Verkehrsminister warnt: Hoverboards sind gefährlich und verboten

Routing, Verkehrsschild, Wegweiser Bildquelle: Public Domain
Noch vor wenigen Wochen waren Hoverboards in aller Munde - immerhin waren sie eines der markantesten Objekte aus der Kultreihe "Zurück in die Zukunft". Es hätte aber wohl kaum jemand für möglich gehalten, wie schnell entsprechende Produkte die Behörden beschäftigen.

Segway-Hoverboard-Mix
Denn entsprechende Fortbewegungsmittel scheinen sich zu einem gefragten Weihnachsgeschenk zu entwickeln. Sie erregen zumindest ausreichend Aufmerksamkeit, dass sich der Verkehrsminister des australischen Bundesstaates New South Wales dazu genötigt sah, zu den Produkten Stellung zu nehmen und klarzustellen, dass sie nicht auf öffentlichen Straßen genutzt werden dürfen.

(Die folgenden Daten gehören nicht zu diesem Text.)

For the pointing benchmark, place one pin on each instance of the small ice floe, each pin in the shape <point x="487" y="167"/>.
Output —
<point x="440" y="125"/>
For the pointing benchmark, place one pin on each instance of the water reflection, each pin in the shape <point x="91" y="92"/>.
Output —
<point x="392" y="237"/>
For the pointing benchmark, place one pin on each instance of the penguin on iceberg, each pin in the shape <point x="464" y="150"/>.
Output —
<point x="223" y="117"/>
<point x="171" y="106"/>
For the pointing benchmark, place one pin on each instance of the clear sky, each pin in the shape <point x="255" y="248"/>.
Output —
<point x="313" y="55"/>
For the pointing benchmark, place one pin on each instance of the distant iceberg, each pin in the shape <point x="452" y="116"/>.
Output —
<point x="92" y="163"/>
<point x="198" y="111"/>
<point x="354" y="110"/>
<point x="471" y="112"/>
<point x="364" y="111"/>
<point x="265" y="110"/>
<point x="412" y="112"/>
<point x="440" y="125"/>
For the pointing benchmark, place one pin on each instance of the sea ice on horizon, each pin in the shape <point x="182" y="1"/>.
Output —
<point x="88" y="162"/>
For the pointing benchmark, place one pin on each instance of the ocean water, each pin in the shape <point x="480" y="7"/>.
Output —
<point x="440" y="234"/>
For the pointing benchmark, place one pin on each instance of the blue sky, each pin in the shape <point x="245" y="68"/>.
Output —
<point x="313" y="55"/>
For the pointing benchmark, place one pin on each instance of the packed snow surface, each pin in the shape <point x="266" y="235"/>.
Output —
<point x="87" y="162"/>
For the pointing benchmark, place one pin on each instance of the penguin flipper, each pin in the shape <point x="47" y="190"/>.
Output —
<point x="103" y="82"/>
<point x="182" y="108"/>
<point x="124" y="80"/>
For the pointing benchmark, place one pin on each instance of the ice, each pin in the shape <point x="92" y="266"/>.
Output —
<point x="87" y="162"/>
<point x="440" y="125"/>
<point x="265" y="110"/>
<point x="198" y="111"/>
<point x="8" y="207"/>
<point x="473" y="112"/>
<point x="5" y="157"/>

Bei den fraglichen Systemen handelt es sich allerdings noch nicht um jene schwebenden Objekte, die man aus den Filmen und als erste funktionierende Prototypen kennt. Vielmehr sind die eine Mischung aus Skateboard und Segway. Der Nutzer kann sich auf die kleine Trittfläche stellen und wird von den zwei Rädern in die gewünschte Richtung befördert. Gyroskope und andere Sensoren sollen dafür sorgen, dass man aufrecht stehen bleiben und sich fortbewegen kann.

"Hoverboards stehen auf den Weihnachts-Wunschlisten weit oben, bevor Verbraucher aber ihr Geld in die Geräte stecken, sollten sie auch an die Frage der Sicherheit denken", erklärte Minister Duncan Gay laut einem CNet-Bericht. Und hier würden diese Gefährte ein echtes Problem darstellen. Sie können immerhin bis zu 26 Kilometer pro Stunde schnell werden, verfügen aber weder über ausreichende Bremsen noch eine Warnbeleuchtung. Nimmt man noch die geringe Größe dazu, seien sie von anderen Verkehrsteilnehmern im Grunde kaum einzuschätzen.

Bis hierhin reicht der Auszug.